Mr Smith, who will be interviewed live by David Frost this morning, hopes to use the programme to stress his commitment to the principle of one member one vote, and the reduction - or even abolition - of the union block vote at party conference.

When the Commons reassembles this week, the Labour leader will use private meetings and the usual gathering of the Shadow Cabinet to remind senior Labour politicians of their obligations under collective responsibility. Mr Smith has been alarmed by the spectacle of Labour politicians attacking each other publicly.

Yesterday, Neil Kinnock, the former leader, increased the pressure on Mr Smith by urging the party to continue modernisation and by attacking critics of reform - the so-called consolidators.

Mr Kinnock supported those arguing for modernisation of the party by attending a conference in London on the economics of the President-elect of the United States, Bill Clinton. Afterwards he said: 'Anybody who isn't a moderniser shouldn't be in the Labour Party.'

In a veiled attack on left-wing critics in the Shadow Cabinet, such as John Prescott, Mr Kinnock said Labour's recent poor publicity was 'more a product of slack news days and perhaps an overdeveloped sense of publicity among one or two members'.

Mr Kinnock welcomed the event as 'an opportunity to exchange information,' but added: 'None of our American friends believe they have developed a plan which can be transported to British soil.'

The conference, sponsored by the Transport & General Workers' Union, the Guardian and the European Policy Institute, was preceded by a meeting of US advisers with the Labour leader's committee on Friday night.
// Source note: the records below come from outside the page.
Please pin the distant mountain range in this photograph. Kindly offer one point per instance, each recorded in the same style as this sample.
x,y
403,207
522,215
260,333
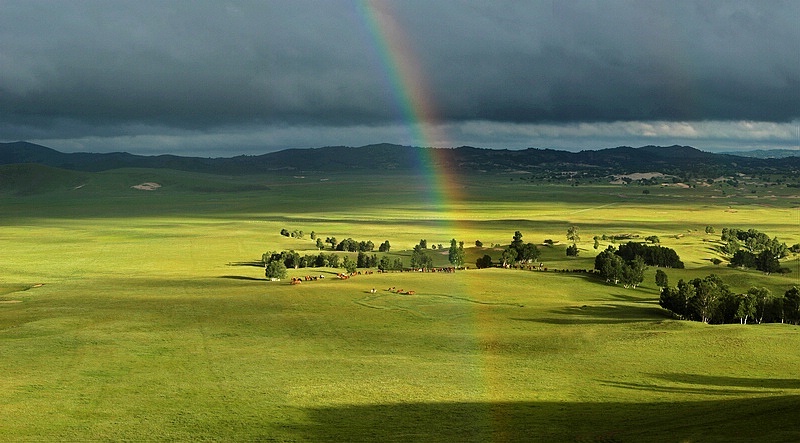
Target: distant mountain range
x,y
677,160
766,153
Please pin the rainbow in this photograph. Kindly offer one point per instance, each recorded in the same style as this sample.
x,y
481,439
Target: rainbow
x,y
404,76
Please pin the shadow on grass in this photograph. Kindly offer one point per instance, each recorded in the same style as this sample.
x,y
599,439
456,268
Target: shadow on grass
x,y
241,277
254,264
731,382
752,419
602,314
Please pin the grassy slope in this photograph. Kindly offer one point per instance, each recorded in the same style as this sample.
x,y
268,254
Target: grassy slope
x,y
146,329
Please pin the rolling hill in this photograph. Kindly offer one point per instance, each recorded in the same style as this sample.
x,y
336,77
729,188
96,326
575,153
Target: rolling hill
x,y
387,157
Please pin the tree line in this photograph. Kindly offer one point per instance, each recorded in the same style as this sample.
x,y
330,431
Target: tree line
x,y
627,264
516,253
710,300
753,249
276,264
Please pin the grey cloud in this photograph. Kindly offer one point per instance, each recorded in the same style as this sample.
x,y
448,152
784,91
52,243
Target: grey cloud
x,y
100,68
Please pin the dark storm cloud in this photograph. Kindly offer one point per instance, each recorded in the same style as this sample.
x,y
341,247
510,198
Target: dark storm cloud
x,y
122,69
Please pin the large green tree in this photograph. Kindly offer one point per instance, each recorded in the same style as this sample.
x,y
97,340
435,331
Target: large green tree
x,y
456,254
420,258
275,269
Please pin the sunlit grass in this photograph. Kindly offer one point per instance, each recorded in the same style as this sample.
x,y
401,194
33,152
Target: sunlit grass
x,y
134,315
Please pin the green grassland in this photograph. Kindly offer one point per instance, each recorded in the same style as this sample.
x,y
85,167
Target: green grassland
x,y
137,315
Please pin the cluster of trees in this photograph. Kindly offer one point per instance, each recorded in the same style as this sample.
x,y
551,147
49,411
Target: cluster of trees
x,y
660,256
277,263
350,245
709,300
292,259
615,269
574,237
295,233
627,264
753,249
518,252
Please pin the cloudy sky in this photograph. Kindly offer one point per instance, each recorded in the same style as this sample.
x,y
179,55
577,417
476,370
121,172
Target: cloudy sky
x,y
216,78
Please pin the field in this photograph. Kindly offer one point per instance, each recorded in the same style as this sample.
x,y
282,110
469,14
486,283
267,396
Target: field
x,y
139,315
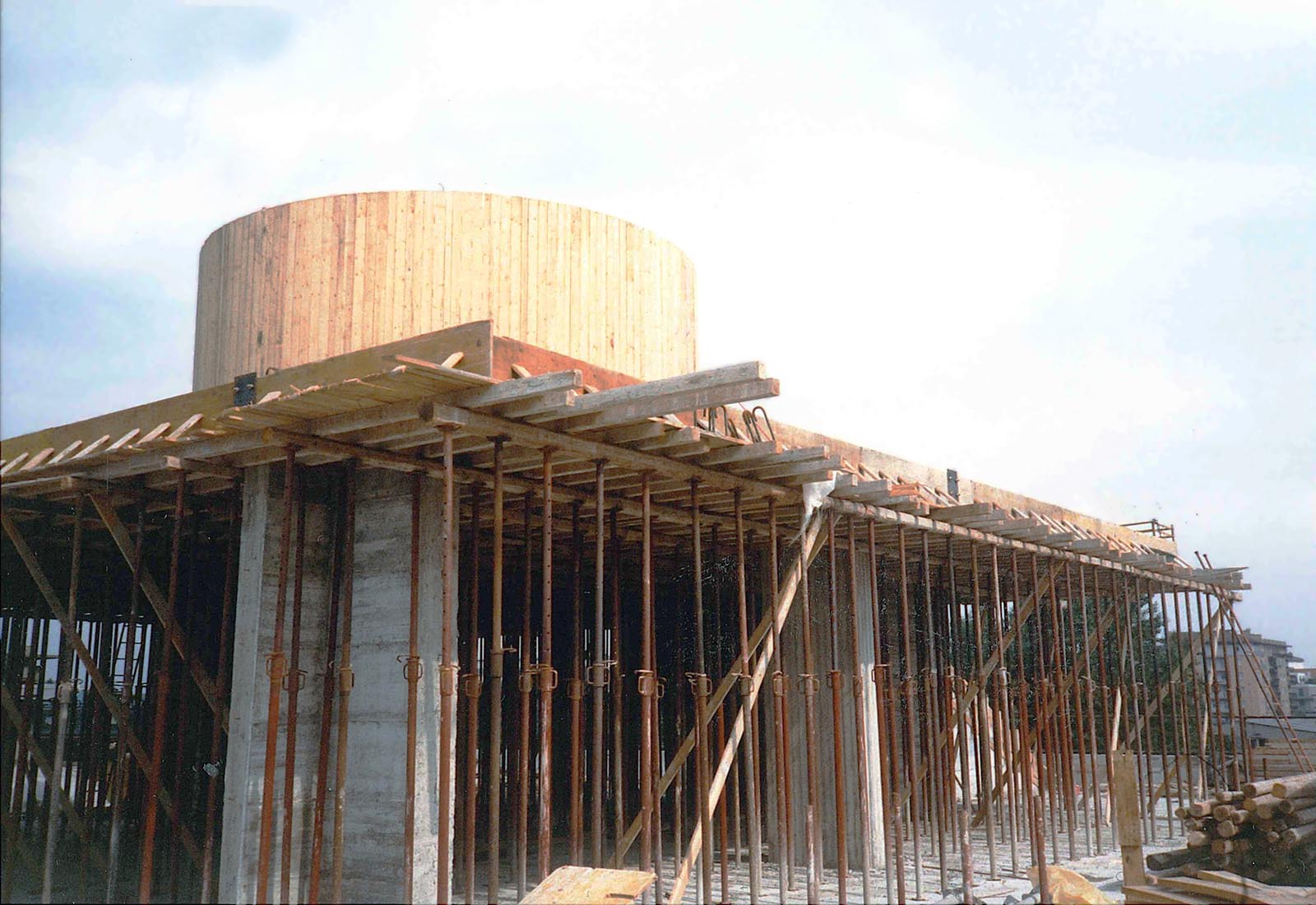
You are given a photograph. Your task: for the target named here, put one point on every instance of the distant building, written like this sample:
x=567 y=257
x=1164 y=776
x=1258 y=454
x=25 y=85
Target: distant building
x=1274 y=658
x=1302 y=691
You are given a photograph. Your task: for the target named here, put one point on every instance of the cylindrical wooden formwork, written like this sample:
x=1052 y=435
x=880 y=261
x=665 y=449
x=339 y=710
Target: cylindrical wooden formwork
x=311 y=279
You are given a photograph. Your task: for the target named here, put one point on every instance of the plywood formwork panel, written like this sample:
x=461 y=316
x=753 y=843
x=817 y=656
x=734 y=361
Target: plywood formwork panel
x=311 y=279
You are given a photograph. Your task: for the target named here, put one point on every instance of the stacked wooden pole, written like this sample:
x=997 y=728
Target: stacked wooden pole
x=1265 y=830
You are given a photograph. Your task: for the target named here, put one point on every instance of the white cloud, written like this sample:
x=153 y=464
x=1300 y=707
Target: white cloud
x=1188 y=29
x=929 y=258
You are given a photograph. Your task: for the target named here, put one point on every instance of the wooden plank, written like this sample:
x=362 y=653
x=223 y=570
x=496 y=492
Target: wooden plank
x=474 y=340
x=1128 y=819
x=669 y=387
x=590 y=885
x=956 y=514
x=124 y=541
x=661 y=406
x=1142 y=895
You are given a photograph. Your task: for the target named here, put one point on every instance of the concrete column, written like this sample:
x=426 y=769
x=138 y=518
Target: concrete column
x=373 y=834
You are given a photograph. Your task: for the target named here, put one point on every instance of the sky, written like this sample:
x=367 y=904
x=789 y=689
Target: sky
x=1068 y=248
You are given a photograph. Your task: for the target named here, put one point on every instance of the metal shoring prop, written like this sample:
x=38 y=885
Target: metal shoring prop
x=1142 y=665
x=1090 y=700
x=660 y=685
x=965 y=810
x=892 y=826
x=1124 y=688
x=526 y=685
x=221 y=678
x=411 y=672
x=1063 y=713
x=911 y=716
x=498 y=649
x=122 y=770
x=1032 y=797
x=749 y=753
x=346 y=678
x=1175 y=713
x=1023 y=751
x=646 y=687
x=144 y=891
x=986 y=750
x=1184 y=720
x=619 y=803
x=1194 y=731
x=447 y=681
x=179 y=714
x=317 y=829
x=785 y=863
x=276 y=669
x=678 y=786
x=1004 y=731
x=576 y=698
x=1161 y=712
x=599 y=671
x=471 y=689
x=936 y=780
x=1082 y=724
x=861 y=724
x=1236 y=680
x=293 y=685
x=809 y=687
x=1135 y=711
x=548 y=678
x=65 y=692
x=734 y=803
x=1110 y=724
x=723 y=804
x=701 y=685
x=1045 y=738
x=1211 y=696
x=837 y=727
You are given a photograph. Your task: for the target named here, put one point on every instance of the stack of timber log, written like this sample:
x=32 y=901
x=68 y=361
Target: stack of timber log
x=1210 y=887
x=1265 y=830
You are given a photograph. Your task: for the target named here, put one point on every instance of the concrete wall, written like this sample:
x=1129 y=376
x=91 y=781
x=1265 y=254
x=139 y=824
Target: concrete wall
x=373 y=825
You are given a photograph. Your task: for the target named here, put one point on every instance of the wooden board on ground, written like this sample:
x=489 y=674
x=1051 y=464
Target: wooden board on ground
x=1217 y=887
x=590 y=885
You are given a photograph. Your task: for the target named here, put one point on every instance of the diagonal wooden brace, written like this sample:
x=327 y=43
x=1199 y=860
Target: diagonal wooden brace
x=204 y=683
x=112 y=701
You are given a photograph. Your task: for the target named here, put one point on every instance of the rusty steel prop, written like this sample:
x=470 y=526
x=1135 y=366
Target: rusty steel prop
x=276 y=670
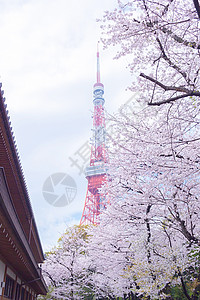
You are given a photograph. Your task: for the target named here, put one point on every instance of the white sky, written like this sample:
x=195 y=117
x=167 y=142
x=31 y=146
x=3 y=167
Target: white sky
x=48 y=68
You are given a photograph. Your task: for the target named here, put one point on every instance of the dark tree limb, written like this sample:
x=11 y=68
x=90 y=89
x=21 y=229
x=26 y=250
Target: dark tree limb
x=196 y=4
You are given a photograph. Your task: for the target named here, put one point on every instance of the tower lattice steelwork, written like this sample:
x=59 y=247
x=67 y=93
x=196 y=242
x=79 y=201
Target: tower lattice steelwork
x=95 y=173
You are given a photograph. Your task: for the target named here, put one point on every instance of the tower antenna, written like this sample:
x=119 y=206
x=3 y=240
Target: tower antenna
x=96 y=200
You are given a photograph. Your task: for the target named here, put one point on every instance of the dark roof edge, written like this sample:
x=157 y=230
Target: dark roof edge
x=15 y=152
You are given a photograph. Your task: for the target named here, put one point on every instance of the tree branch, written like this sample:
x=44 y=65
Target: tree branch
x=188 y=93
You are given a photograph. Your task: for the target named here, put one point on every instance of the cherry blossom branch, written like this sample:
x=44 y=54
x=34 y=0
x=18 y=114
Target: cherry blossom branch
x=196 y=4
x=188 y=93
x=165 y=57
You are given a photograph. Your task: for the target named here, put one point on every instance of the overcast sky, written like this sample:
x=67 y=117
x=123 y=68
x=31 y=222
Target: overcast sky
x=47 y=69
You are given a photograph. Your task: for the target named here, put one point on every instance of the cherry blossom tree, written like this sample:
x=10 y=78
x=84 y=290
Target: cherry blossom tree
x=161 y=41
x=67 y=269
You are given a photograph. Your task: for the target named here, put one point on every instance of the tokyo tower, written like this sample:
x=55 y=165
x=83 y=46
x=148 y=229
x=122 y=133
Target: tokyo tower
x=95 y=173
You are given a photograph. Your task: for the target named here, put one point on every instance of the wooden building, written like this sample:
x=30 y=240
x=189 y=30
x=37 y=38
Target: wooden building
x=21 y=253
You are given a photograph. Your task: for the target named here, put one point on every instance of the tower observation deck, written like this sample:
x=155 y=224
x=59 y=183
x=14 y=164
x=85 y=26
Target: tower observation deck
x=95 y=173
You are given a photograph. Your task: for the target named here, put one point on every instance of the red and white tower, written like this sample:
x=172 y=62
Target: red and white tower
x=95 y=173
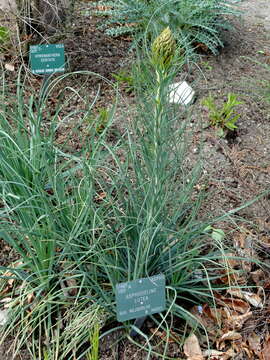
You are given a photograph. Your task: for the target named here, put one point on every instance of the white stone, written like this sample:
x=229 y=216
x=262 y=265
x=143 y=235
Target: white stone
x=181 y=93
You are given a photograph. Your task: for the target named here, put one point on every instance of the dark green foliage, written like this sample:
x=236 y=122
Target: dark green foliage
x=192 y=22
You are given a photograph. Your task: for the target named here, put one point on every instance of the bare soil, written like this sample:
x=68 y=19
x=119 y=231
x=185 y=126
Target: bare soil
x=237 y=168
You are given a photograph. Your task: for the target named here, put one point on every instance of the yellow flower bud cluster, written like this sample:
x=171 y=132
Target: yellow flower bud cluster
x=163 y=48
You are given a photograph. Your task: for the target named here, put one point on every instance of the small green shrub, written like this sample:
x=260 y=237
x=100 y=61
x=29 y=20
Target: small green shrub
x=192 y=22
x=223 y=117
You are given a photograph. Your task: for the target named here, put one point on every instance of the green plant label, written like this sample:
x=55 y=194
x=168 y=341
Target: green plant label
x=47 y=59
x=141 y=297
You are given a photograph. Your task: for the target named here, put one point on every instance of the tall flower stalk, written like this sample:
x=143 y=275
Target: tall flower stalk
x=163 y=51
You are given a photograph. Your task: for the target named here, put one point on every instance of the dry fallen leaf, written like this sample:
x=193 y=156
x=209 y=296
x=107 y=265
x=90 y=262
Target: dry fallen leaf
x=9 y=67
x=234 y=304
x=254 y=342
x=236 y=321
x=266 y=349
x=192 y=348
x=252 y=298
x=231 y=336
x=163 y=335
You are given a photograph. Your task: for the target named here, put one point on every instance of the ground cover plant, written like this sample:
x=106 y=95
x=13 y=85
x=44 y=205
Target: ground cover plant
x=103 y=211
x=83 y=222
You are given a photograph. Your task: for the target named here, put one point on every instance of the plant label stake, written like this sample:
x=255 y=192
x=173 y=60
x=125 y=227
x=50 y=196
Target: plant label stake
x=47 y=60
x=139 y=298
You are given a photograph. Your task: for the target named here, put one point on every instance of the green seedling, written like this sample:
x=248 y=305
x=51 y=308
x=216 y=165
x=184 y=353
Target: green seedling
x=207 y=66
x=223 y=117
x=125 y=78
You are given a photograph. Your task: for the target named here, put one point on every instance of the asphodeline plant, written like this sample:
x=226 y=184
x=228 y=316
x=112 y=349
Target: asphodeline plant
x=193 y=22
x=155 y=224
x=48 y=216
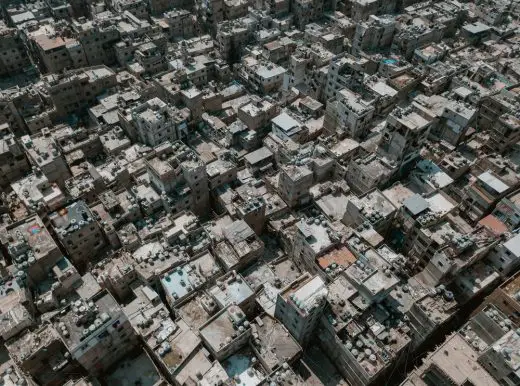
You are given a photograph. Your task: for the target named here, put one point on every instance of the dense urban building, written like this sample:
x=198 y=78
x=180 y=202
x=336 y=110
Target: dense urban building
x=267 y=192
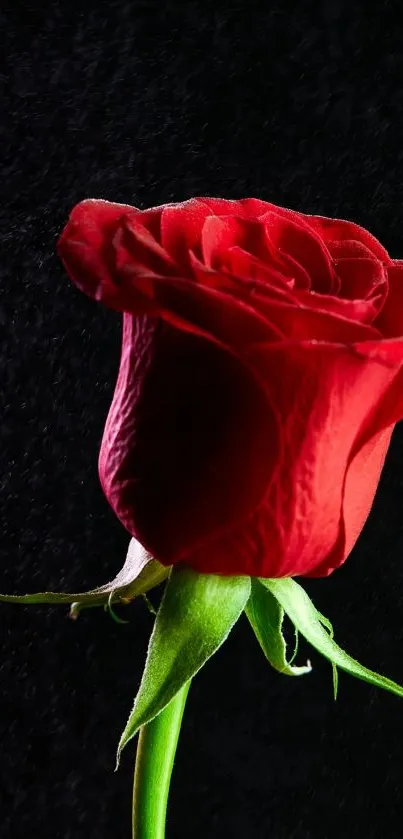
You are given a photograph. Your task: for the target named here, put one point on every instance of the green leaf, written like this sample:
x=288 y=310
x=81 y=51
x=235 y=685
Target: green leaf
x=302 y=612
x=139 y=574
x=196 y=614
x=266 y=618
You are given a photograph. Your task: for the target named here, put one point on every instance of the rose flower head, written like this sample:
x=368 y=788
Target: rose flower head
x=259 y=383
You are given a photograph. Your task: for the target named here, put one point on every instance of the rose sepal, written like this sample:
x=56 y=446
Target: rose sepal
x=139 y=574
x=317 y=630
x=196 y=615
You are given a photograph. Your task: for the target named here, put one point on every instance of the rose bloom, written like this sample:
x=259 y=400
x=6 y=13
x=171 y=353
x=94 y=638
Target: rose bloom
x=259 y=383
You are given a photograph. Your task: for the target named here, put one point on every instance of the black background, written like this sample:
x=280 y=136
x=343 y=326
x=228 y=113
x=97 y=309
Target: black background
x=148 y=102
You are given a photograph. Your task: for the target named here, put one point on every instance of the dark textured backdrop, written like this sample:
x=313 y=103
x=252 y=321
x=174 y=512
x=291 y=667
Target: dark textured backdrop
x=148 y=102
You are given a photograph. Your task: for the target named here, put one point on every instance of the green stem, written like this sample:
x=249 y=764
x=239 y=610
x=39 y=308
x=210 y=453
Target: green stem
x=154 y=761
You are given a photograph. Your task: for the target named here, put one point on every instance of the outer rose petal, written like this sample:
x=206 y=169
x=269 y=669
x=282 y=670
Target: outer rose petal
x=390 y=319
x=191 y=442
x=361 y=480
x=338 y=230
x=334 y=401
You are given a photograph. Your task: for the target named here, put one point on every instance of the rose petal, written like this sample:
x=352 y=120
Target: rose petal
x=181 y=229
x=304 y=247
x=190 y=444
x=390 y=319
x=300 y=526
x=362 y=279
x=85 y=245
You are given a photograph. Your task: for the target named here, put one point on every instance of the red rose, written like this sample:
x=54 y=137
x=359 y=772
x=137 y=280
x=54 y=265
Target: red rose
x=260 y=379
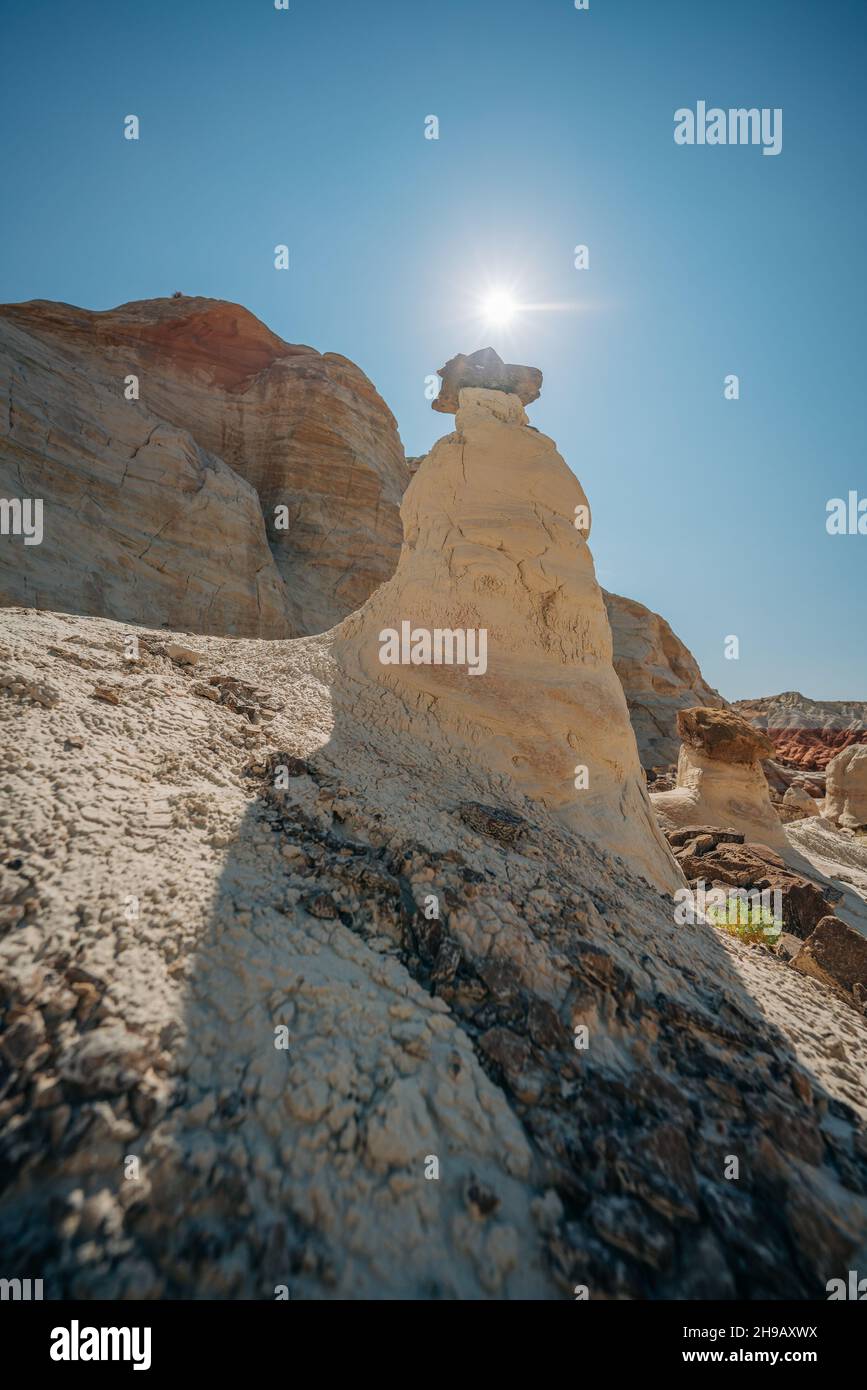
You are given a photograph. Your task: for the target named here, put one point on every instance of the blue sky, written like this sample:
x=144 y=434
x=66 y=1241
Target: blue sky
x=306 y=128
After that meeting, Mr Prescott said that the Democrats had kept their polling experts under control. By contrast, Labour's pollsters had had more influence over policy-making.

The contrast between the tax plans proposed by the Democrats and the Labour Party emerged clearly yesterday. Elaine Kamarck, senior fellow of the Progessive Policy Unit, said the Democrats' tax plans had been designed to hit a small proportion of the population - those earning more than dollars 200,000 a year.